The suit was filed the same day the U.S. Southern Command released a report that found Guantánamo guards and medics broke their own medication and observation rules in the September suicide by a Yemeni captive named Adnan Latif. The military said Latif, also a frequent resident of the prison’s psych ward, overdosed on hoarded anti-psychotic drugs a day after he was put into a disciplinary cell. Unlike Latif, Idris has refused psychiatric medications for years and, according to his attorney, has not had discipline problems.

Idris, who is in his 50s, stood five feet seven inches and weighed 206 pounds at Guantánamo on Jan. 12, 2002, prison camp court records say. A day earlier, a Navy petty officer photographed the first 20 captives to arrive at Camp X-Ray inside a cage of chain-link fence, shacked and on their knees. Since then, Idris has packed on at least 50 more pounds and hasn’t stopped eating, according to his lawyers, even amid a widespread hunger strike at Guantánamo that has grabbed the headlines.

In 2009, an Army psychiatrist whose name is expunged from the court record, diagnosed Idris as suffering from “schizophrenia, disorganized type.” The doctor, an Army lieutenant colonel, advised the federal court in Washington that Idris was so mentally ill he couldn’t work with his lawyers, so delusional he couldn’t separate his life at the prison from “his internal fantasy world.” And the doctor advised the court that the Sudanese captive was diagnosed as having a mental illness within weeks of getting to Guantánamo.

His medical records also show him as a “morbidly obese” diabetic with related circulatory and blood-pressure problems.

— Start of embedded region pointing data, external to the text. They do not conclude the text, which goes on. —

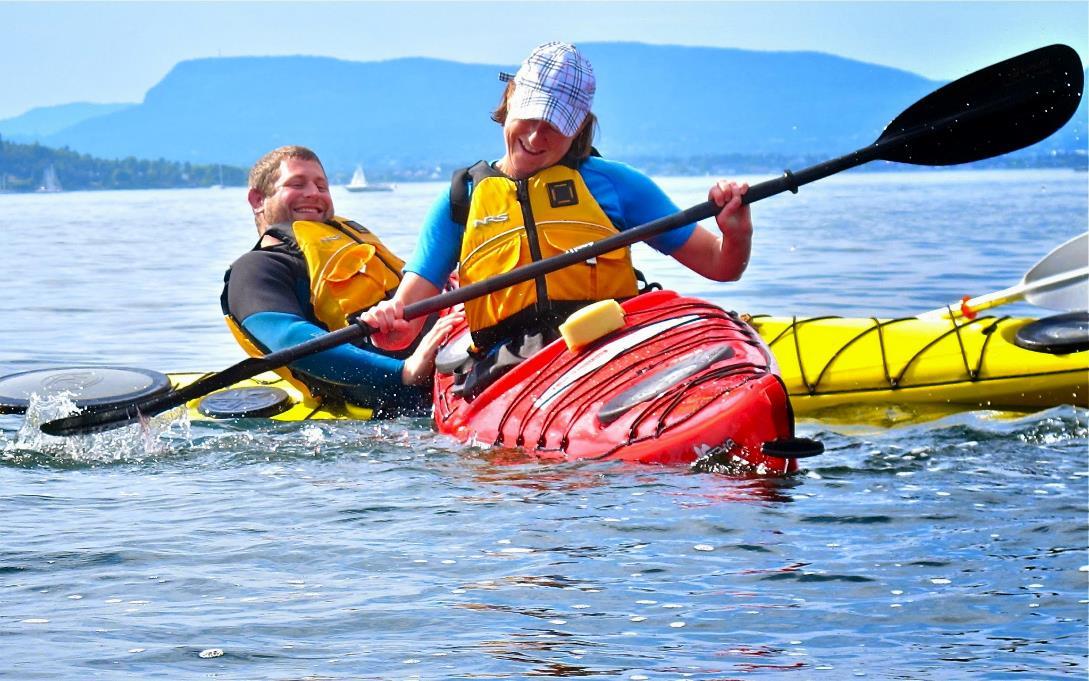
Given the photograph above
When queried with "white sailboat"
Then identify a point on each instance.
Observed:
(49, 182)
(359, 183)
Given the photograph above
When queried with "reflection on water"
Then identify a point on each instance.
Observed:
(950, 546)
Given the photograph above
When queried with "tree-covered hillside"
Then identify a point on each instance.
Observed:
(23, 167)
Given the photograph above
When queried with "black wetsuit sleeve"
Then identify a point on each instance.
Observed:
(268, 281)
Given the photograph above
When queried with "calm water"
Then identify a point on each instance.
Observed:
(947, 549)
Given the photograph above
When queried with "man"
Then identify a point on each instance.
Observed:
(311, 272)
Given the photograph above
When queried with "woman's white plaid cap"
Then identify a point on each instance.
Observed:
(553, 84)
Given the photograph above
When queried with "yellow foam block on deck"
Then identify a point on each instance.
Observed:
(590, 323)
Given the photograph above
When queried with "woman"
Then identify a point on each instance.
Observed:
(549, 193)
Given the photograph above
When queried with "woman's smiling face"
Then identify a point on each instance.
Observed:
(531, 146)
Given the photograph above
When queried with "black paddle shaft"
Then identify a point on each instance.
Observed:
(992, 111)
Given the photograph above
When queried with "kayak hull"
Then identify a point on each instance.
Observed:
(829, 363)
(682, 380)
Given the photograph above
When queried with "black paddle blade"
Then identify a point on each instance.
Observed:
(995, 110)
(94, 421)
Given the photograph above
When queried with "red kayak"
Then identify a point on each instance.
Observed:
(683, 381)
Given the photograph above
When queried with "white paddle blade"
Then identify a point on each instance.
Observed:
(1062, 278)
(1059, 281)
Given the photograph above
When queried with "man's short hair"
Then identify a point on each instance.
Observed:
(266, 171)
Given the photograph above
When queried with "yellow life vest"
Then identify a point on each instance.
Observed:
(350, 271)
(513, 222)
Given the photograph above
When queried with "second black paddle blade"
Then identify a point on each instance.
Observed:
(995, 110)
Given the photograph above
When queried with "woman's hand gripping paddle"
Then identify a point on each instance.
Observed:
(992, 111)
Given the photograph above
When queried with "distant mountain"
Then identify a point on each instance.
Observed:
(44, 121)
(414, 116)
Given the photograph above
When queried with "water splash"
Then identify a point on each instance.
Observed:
(149, 438)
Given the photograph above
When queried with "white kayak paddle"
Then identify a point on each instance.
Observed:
(1059, 281)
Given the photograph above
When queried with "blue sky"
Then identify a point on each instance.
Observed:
(59, 52)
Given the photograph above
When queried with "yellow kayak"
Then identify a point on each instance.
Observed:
(833, 367)
(832, 362)
(266, 396)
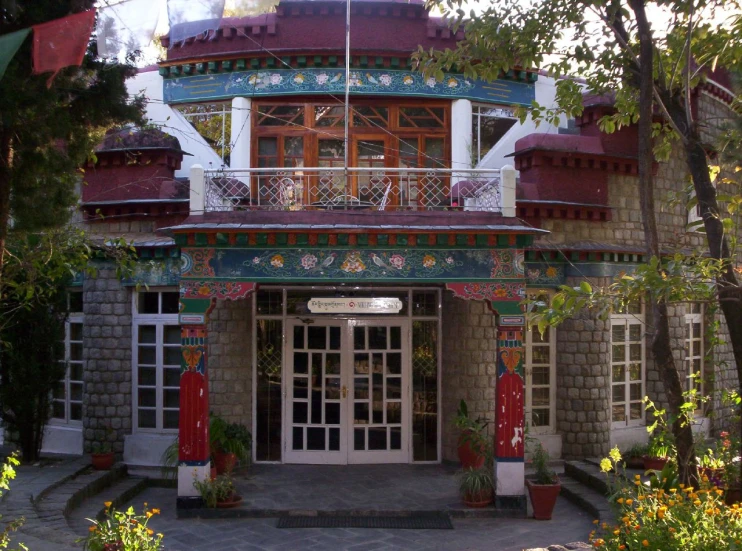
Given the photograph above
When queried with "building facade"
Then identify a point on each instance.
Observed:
(340, 297)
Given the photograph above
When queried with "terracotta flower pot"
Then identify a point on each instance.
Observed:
(234, 501)
(469, 458)
(102, 461)
(478, 500)
(543, 498)
(656, 463)
(224, 462)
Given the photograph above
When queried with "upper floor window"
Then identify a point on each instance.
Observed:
(540, 371)
(67, 397)
(213, 122)
(627, 365)
(694, 349)
(489, 125)
(156, 360)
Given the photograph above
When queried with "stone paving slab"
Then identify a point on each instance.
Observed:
(260, 534)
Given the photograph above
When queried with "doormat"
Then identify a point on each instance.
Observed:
(432, 522)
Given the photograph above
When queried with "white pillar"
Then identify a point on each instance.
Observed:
(507, 190)
(461, 138)
(240, 133)
(198, 189)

Leaked Guantánamo documents, obtained from Wikileaks, show the military profiled him for years as an al-Qaida insider who worked as a Sudan-based courier for Osama bin Laden before he moved to Afghanistan.

But as late as 2008 a military intelligence report made no mention of his mental illness, or frequent psych ward hospitalization as the prison considered his “intelligence value” to the United States seven years after his capture. The report simply called his health “fair,” cast him as a “low threat” prisoner, meaning he was compliant with his guards. It advised against his release, in part, because he “resisted cooperation with interrogators and remains largely unexploited” — meaning he had yet to spill any al-Qaida secrets.

If released, it warned, he was likely to threaten the United States or its interests.

To questions of whether he could not be used by the enemy, strapped into a bomb belt and dispatched as a suicide bomber, Cowan points to an email her firm got from a Justice Department lawyer in March.

Idris, it says, careens between “periodic lucid episodes” and “disorganized behavior such as wearing underwear on his head, whispering to himself laughing and singing out of context.” Other captives had grown weary of him, so he was at the prison hospital being treated for a foot infection.

Plus, across nearly a dozen years at Guantánamo, his court records show, he has heard voices, suffered crying jags and nightmares — but he has never been suicidal.

“Disorganized” is an aspect of his schizophrenia, according to the report, meaning he is unable to carry out routine activities.

Recently, when his attorneys arranged a call to speak with him from New York, guards took him to a room and sat him before a telephone. The receiver was off the hook, his lawyers were waiting on the line.

He just sat there, too confused to put the phone to his ear.

“He’s not capable of the complex thought processes, which would be necessary to do any sort of day-to-day activities,” Cowan says, “let alone any more of that.”

So, the motion says, it’s time to send him home to a family that will care for him in a country that has little resources or commitment to mental healthcare, meaning he won’t get any better.

It’s unclear how the Obama administration will respond to the argument. Three years ago, a federal task force approved Idris’ repatriation to his homeland “subject to appropriate security measures.” But Congress has blocked all administrative releases. Absent a court order, Idris can’t go anywhere.